Santiago, Chile- Shane Cienfuegos, 29 anos, é a primeira pessoa a receber uma carteira de identidade no Chile sem identificação de gênero, um ato administrativo que considera uma "vitória" contra a discriminação e contra a violência sofrida por sua comunidade.
"Senti um grande peso colocado nos meus ombros", disse, em uma mistura de nervosismo e descrença, dez dias após receber a primeira carteira de identidade não binária do país. No campo do documento que indica o gênero, no lugar de "F", ou "M", iniciais para feminino e masculino, Shane tem um "X".
"É difícil ser a primeira pessoa", reconheceu Cienfuegos em entrevista à AFP, que pede para ser chamado com o pronome "elu" ("elle", no espanhol), não previsto pela norma culta, por se considerar "trans não-binário".

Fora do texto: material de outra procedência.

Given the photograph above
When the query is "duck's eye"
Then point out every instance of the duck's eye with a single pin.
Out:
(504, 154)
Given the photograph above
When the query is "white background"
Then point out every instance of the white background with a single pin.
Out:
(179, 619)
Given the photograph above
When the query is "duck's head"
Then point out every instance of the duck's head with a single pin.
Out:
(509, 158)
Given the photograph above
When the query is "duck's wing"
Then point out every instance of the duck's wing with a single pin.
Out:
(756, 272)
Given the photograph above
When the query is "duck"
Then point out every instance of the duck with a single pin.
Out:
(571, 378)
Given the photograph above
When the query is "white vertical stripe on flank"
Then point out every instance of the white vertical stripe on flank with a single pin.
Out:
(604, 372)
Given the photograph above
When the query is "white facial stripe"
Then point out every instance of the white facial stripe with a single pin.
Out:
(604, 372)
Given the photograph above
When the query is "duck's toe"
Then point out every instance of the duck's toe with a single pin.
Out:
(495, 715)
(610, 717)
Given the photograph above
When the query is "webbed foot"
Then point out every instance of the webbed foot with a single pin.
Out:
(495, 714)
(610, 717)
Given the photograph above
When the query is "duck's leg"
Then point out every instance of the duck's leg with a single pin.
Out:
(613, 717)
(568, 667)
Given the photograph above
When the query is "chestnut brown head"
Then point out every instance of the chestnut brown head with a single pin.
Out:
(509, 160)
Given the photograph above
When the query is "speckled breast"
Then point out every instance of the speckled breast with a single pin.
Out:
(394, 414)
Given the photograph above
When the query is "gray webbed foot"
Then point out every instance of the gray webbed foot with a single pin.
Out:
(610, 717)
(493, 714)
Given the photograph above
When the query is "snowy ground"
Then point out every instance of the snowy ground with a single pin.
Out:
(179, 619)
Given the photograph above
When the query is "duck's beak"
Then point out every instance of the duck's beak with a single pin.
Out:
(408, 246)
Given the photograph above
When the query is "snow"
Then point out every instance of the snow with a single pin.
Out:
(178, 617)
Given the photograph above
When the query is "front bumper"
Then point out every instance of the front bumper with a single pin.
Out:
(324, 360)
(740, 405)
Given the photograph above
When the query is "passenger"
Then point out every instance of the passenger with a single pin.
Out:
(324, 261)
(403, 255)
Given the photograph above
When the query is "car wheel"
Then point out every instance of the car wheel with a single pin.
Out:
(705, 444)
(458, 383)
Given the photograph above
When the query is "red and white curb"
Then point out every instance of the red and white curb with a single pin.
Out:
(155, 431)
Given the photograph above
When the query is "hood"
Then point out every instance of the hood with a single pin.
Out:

Os "não-binários" não se sentem exclusivamente masculinos, ou femininos, mas se percebem como ambos, uma combinação dos dois.
"Essa não é uma vitória de Shane, é uma vitória coletiva" das pessoas não binárias, acrescenta Cienfuegos, com seu longo cabelo preto, barba, batom vermelho e um vestido florido com lenço no pescoço.
"Isso deu a eles uma janela de oportunidades que antes não existiam em termos de legitimidade de sua identidade de gênero. Hoje, eles podem gerar processos de integração em espaços de educação e trabalho", acrescenta, ao explicar a luta que, no seu caso, significou nove anos de processos judiciais.
- Sobreviver a discriminação -
Conseguir o "X" alivia, no entanto, apenas uma parte da extensa batalha para evitar a "discriminação" que as pessoas "não-binárias" sofrem, tanto "fora da comunidade quanto dentro", diz Cienfuegos.
"Elu" já sofreu três tentativas de assassinato. Em uma delas, por meio de um empurrão na estação de metrô de Santiago.
"Não sei quantas vezes já tive que lutar pela minha vida nas ruas. Sobrevivi. Fui durona para sobreviver a um sistema cruel e desumano, que só quer nos deixar nas ruas", conta, antes de presentear seu livro "Através do CIStema: memórias e reflexões de uma travesti", no Centro Cultural do bairro de Las Condes, onde alguns lhe pediam foto, enquanto outros olhavam impressionados.
"O principal motivo da morte das pessoas trans é o assassinato. Não morremos de diabetes, ou de um ataque do coração. Nós morremos porque assassinam a gente, porque nos suicidamos por causa dessa violência", defende Shane, ativista pelo direito das pessoas não-binárias desde o ensino médio.
Uma das saídas para pagar seu curso técnico em Serviço Social foi o trabalho sexual.
"Quando tinha nove anos, eu andava para a escola de manhã e gritaram para mim: Travesti! Não sabia o que era, mas sabia que iria me acompanhar pelo resto da vida. Ali, automaticamente me dei conta que não era homem, ou mulher", diz a coordenadora da unidade de intervenção social da Organização Transdiversidades (OTD) do Chile, uma entidade ativista que dá apoio social a pessoas trans.
Segundo uma pesquisa do Movimento de Integração e Libertação Homossexual (Movilh), foram registradas 1.114 denúncias de discriminação contra pessoas LGBTQIA+ em 2021, e 127 delas correspondiam a pessoas transgênero.
- Direito versus conservadorismo -
Shane Cienfuegos enfrentou os tribunais chilenos para conseguir sua identificação, já que não existe nenhum canal administrativo para uma pessoa não-binária obter seu documento.
Em julho passado, com apoio da clínica jurídica da Universidade do Chile e da OTD do Chile, um tribunal de apelações de Santiago reconheceu sua identidade de gênero como não-binária.
"A carteira de identidade não-binária é um marco no avanço dos direitos fundamentais. Mas o conservadorismo está relacionado com o tratamento discriminatório cotidiano com as pessoas de diversidade sexual, que perdura", conclui Cienfuegos.
Em julho de 2021, a Argentina foi vanguardista na América Latina, ao aprovar que o documento de identidade nacional do país adicionasse a opção "X" na definição de gênero.